Sais-tu que je suis morte de mes espoirs, de mon bonheur?
Une fraction de seconde pour que le rose devienne noir.
La stupeur, c’est l’accident de ton présent alors que ce n’est plus toi qui conduis ta vie.
Oui, je suis sortie de mon corps, de mon âme, de mon présent pour une destination interrompue de connaissances, de contenances.
J’ai volé dans les ténèbres de l’autre.
L’autre m’a happée, m’a dévorée. Il était l’agneau, il est devenu le loup. D’un seul coup la stupeur a changé le conte de ma vie.
Enfance
Premièrement
Mes nuits-
Noires d’angoisse
Mon corps-
Un château hanté par mes peurs du silence. Le fantôme de la mort rode en moi.

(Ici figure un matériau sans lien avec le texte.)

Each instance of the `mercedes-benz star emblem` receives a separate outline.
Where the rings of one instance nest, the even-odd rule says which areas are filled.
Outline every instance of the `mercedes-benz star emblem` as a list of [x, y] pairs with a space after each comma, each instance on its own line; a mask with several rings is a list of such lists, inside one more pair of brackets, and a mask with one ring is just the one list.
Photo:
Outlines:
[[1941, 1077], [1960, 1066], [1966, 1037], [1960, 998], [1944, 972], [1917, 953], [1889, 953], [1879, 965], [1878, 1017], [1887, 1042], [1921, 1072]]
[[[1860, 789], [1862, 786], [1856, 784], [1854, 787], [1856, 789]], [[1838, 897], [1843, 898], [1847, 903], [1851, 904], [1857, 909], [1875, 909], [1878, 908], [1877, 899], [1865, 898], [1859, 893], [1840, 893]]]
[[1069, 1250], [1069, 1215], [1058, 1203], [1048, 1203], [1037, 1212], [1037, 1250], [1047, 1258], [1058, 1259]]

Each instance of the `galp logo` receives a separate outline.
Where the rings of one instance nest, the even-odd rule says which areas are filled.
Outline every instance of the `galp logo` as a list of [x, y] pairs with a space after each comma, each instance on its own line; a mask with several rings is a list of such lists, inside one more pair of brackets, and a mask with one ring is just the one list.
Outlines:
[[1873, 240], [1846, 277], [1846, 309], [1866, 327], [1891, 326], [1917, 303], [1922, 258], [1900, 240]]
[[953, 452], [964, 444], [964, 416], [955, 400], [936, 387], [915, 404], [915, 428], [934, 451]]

Non je ne voulais pas dormir.
Deuxièmement
Mes parents-
Des morts-vivants.
Mes pleurs perçaient leur os, ils étaient invisibles d’amour. Pas le droit de les réveiller.
Leur lit-
Une tombe aux fleurs de l’égoïsme.
Je n’avais pas le droit d’avoir peur du noir.
Je n’avais pas le droit de me lever. Le froid de mes terreurs nocturnes embaumait ma couverture, linceul d’un abandon.
Troisièmement
Le jour se levait mais maman était resté dans sa nuit. Sombre, elle était transpercée par le spectre du soleil de mon existence. Elle en avait si peur, perdue dans le labyrinthe épineux de ses douleurs. Elle errait dans notre maison de glace. Je glissais vers elle mais jamais je ne la rejoignais.
Quatrièmement
Je mettais mes patins de courage à mes pieds mais je me changeais en statut de sel, figée par ses réactions violentes.
Cinquièmement
J’allais vers la lumière de l’extérieur, trop éblouie par le soleil des autres, je disparaissais. Je fusionnais avec le rien, l’air, le vide. Je devenais comme elle, comme lui. Un mort-vivant.
Sixièmement
Mes yeux refusaient de quitter mon monde. Ils étaient des crayons, des pinceaux, des feutres de couleurs de ce (et non ceux) qui m’entourait. J’avalais petit à petit la beauté qui ne crève jamais. Mes yeux m’ont ainsi raconté de belles histoires, auxquelles je crois encore aujourd’hui.
Portrait
Si je considère la génétique humaine, dès ma conception j’ai baigné dans l’alcool et les médicaments.
Je suis donc née droguée.
J’ai la peau lacérée des douleurs de mes parents. J’ai le poignard de leurs mots plantés en plein milieu de mon cœur. Il tourne en moi comme les aiguilles de leur malheur.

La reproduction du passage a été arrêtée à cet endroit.